Recapture. The infamous, intimidating, complex school finance policy often referred to as "Robin Hood." The very term imparts a sense of negativity.
But why? Robin Hood, as I recall, was a beloved superhero of sorts. He was the welcomed rebel bringing money to the poorest, most in need — providing food, comfort and hope. This concept prompted me to look back at the truth behind Texas’ recapture policy and ask why this policy gets such a negative rap.
Recapture, while popular in the headlines and daunting at times, is just one piece of Texas' school finance system. In 1876, Texas leaders decided it was the duty of the government to provide a system of free public schools for all students to receive an education. In 1993, legislators were faced with the task of financing that very system. So the legislators looked at the options before them and found that — much like today — they could impose a statewide property tax or income tax, or they could increase other taxes such as the sales, gas and business taxes.
Ultimately, lawmakers decided using local property tax gains and revenue to help fund public schools was the lesser of evils — the more reliable, most efficient way to access wealth from across the state. Recapture became the state’s method of collecting excess property value gains and using those dollars to help fund the whole public school system.
Two important points about recapture:
- All schools experiencing growth in property values pay recapture, either by the state sending a smaller check (locals making up the difference) or the school sending the state some money — meaning the state is the benefactor of any growth in property values.

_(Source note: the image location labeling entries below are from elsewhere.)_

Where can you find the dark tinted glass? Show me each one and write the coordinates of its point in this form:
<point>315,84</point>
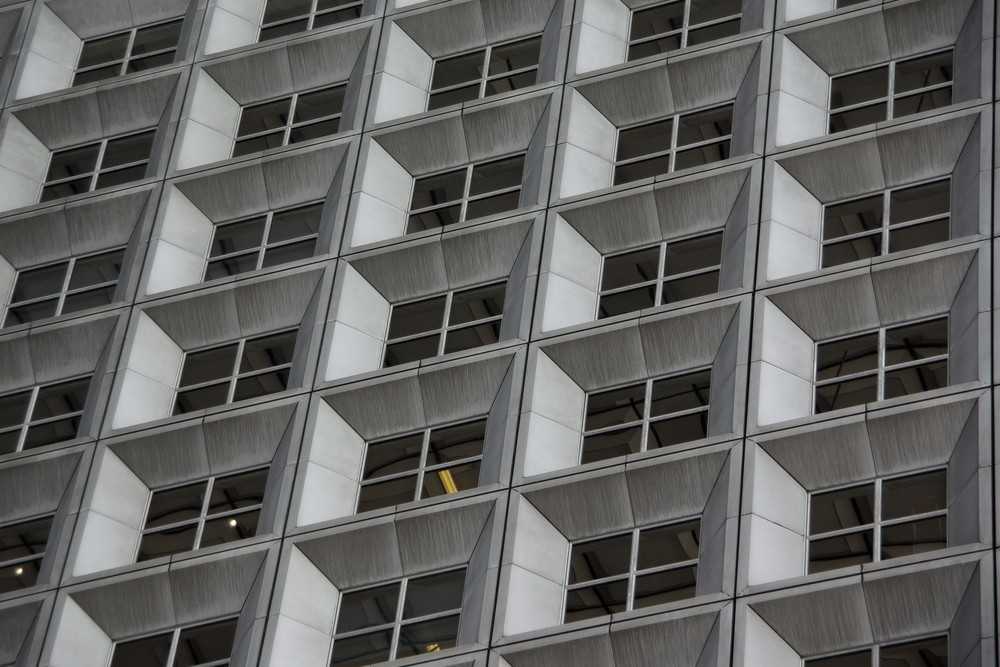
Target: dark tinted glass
<point>615,406</point>
<point>597,559</point>
<point>145,652</point>
<point>850,355</point>
<point>60,399</point>
<point>477,303</point>
<point>205,643</point>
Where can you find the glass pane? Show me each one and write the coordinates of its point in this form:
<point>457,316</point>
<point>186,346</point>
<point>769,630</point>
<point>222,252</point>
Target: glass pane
<point>630,268</point>
<point>924,71</point>
<point>657,20</point>
<point>103,50</point>
<point>635,142</point>
<point>846,356</point>
<point>832,553</point>
<point>366,649</point>
<point>458,69</point>
<point>451,480</point>
<point>389,493</point>
<point>594,601</point>
<point>705,125</point>
<point>229,529</point>
<point>35,283</point>
<point>848,120</point>
<point>24,539</point>
<point>920,201</point>
<point>850,89</point>
<point>146,652</point>
<point>916,341</point>
<point>843,508</point>
<point>157,37</point>
<point>454,443</point>
<point>51,432</point>
<point>411,350</point>
<point>914,494</point>
<point>295,223</point>
<point>615,406</point>
<point>471,337</point>
<point>213,364</point>
<point>268,351</point>
<point>97,269</point>
<point>663,587</point>
<point>205,643</point>
<point>627,301</point>
<point>183,503</point>
<point>515,56</point>
<point>692,254</point>
<point>389,457</point>
<point>915,654</point>
<point>261,117</point>
<point>60,399</point>
<point>14,409</point>
<point>367,608</point>
<point>126,150</point>
<point>496,175</point>
<point>597,559</point>
<point>680,392</point>
<point>427,637</point>
<point>245,489</point>
<point>200,399</point>
<point>438,189</point>
<point>477,303</point>
<point>858,659</point>
<point>73,162</point>
<point>261,385</point>
<point>434,594</point>
<point>416,317</point>
<point>668,545</point>
<point>236,236</point>
<point>611,444</point>
<point>915,379</point>
<point>166,542</point>
<point>677,430</point>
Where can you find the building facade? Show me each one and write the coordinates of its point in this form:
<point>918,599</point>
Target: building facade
<point>506,333</point>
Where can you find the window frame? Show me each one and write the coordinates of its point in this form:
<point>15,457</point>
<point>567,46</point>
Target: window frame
<point>65,290</point>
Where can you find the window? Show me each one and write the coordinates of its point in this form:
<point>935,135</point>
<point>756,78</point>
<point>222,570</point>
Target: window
<point>668,272</point>
<point>878,520</point>
<point>399,619</point>
<point>882,364</point>
<point>22,547</point>
<point>287,17</point>
<point>498,68</point>
<point>466,193</point>
<point>205,645</point>
<point>263,241</point>
<point>879,224</point>
<point>678,142</point>
<point>98,165</point>
<point>425,464</point>
<point>894,90</point>
<point>289,120</point>
<point>669,26</point>
<point>128,51</point>
<point>248,368</point>
<point>646,415</point>
<point>64,287</point>
<point>451,322</point>
<point>932,652</point>
<point>633,570</point>
<point>197,515</point>
<point>42,415</point>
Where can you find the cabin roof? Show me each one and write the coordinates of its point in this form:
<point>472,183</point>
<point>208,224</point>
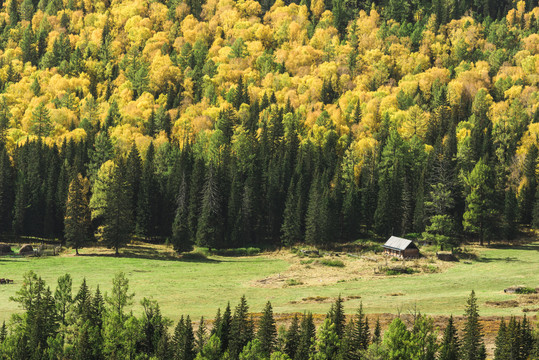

- A common misconception is that recaptured schools send any or all tax increase back to the state. However, the state guarantees the same amount of money to all school districts that choose to raise their local taxes (capped at $1.17). (Texas Education Code, Sections, 42.007, 42.101 and 42.302.) True, recaptured districts will send the excess collections to the state, but they are guaranteed the same yield for their tax dollar as what every other district receives. They may not have any more, but they won’t have any less.
Ultimately, recapture itself is not the problem — and never has been. One could argue the state’s overreliance on local property values as a primary funding source for Texas schools is the problem, but as long as that is our system, recapture will be necessary. In fact, recapture acts as a cost-savings mechanism for the state.
But, let’s just suppose we do away with recapture. In order to do so, the state must either increase the state budget significantly to make up for the loss in revenue — to the tune of $2 billion per year, according to TEA district recapture projections for fiscal year 2017 — or the state would need to come up with other revenue streams. Maybe they would decide a statewide property tax is the answer, or perhaps an income tax, or doubling the sales tax. Or maybe the revenue loss would be made up for by reductions in state spending across the board, in transportation, healthcare, water. Or perhaps just public education spending would suffer.
It’s really impossible to predict, but the bottom line is recapture exists because the system allows schools to have more funding than others due to higher local property values. In short, even after paying recapture, it works to the advantage of those districts to have local property growth as a major driver in the system because they get more money that way.
There are some calling for the state to end recapture, but what happens if they do? Where will the state find the extra money? How will they make up for the inefficiency that will cause?
A quick example, if the state does away with recapture and chooses not to make up the difference: The Basic Allotment would be reduced from $5,140 to $4,908 – a drop of nearly $250 per student for the over 750 non-recaptured districts across the state.
If reliance on local property values is the problem, fix that. If the state is not providing adequate funding for schools to meet the standards and local needs, fix that.
But to claim the policy that guarantees schools the same level of funding — nothing more, but nothing less — is a problem? Since when is a policy that ensures efficiency and savings to the state budget a problem?